I've been advised to split up the workload of my main work loop, but considering the homogenous nature of my data, I'm not entirely sure how. Any suggestions on improving this code are greatly appreciated.
What can I do to improve my code execution time?
It turns out that my loop is terribly inefficient.
Using a foreach cut time in half to about 31 seconds. But that wasn't fast enough. So I reticulated some splines and did some brainstorming with about half of the programmers that I know how to poke online. Here's what we found:
Using DOMNodeList's item() accessor is linear, producing exponentially slow processing times in loops. So, removing the first element after each iteration makes the loop faster. Now, we always access the first element of the list. This brought me down to 8 seconds.
After playing some more, I realized that the ->length property of DOMNodeList is just as bad as item(), since it also incurs linear cost.
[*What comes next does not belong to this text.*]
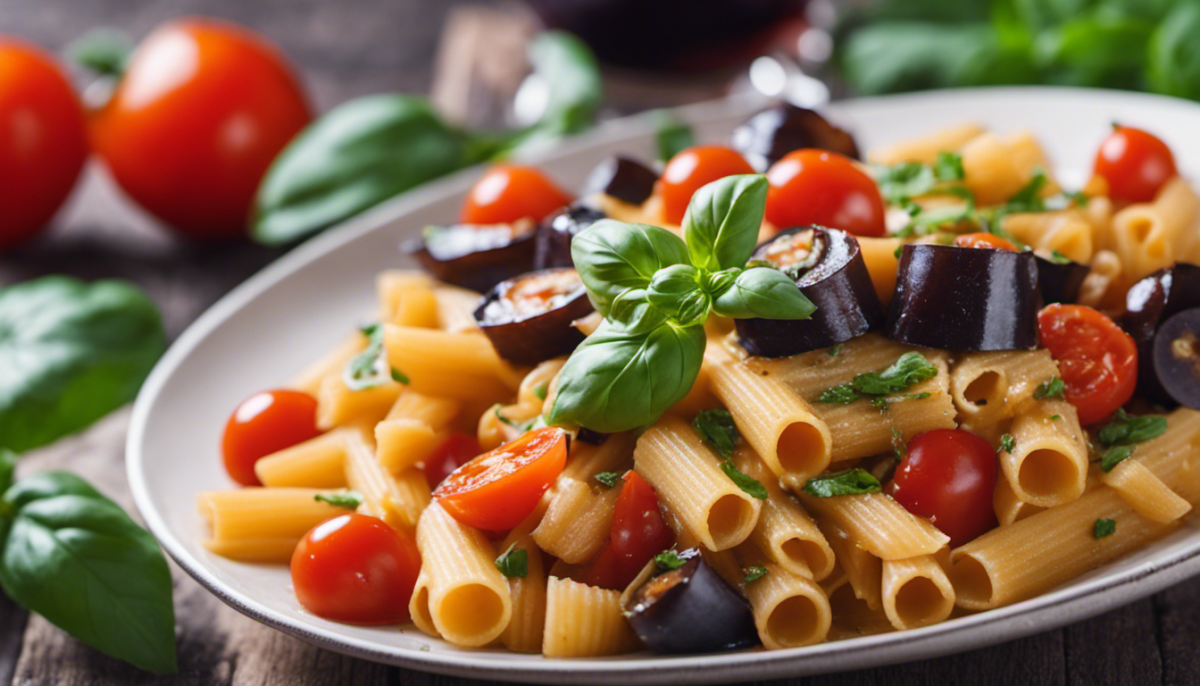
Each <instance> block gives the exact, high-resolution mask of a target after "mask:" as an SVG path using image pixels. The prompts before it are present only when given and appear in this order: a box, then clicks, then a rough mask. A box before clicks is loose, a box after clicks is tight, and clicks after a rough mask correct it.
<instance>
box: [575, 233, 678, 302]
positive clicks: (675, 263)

So I changed my for loop to this:
$table = $tables->item(0);
while ($table != NULL) {
$table = $tables->item(0);
if ($table === NULL) {
break;
}
//
// We've found a section table, parse it.
//
if (elementIsACourseSectionTable($table)) {
$course = addSectionsToCourseUsingTable($course, $table);
}
//
// Skip the last table if it's not a course section
//
else if(elementIsCourseHeaderTable($table)){
$course = courseFromTable($table);
$courses[] = $course;
}
//
// Remove the first item from the list
//
$first = $tables->item(0);
$first->parentNode->removeChild($first);
//
// Get the next table to parse
//
$table = $tables->item(0);
}
Note that I've done some other optimizations in terms of targeting the data I want, but the relevant part is how I handle progressing from one item to the next.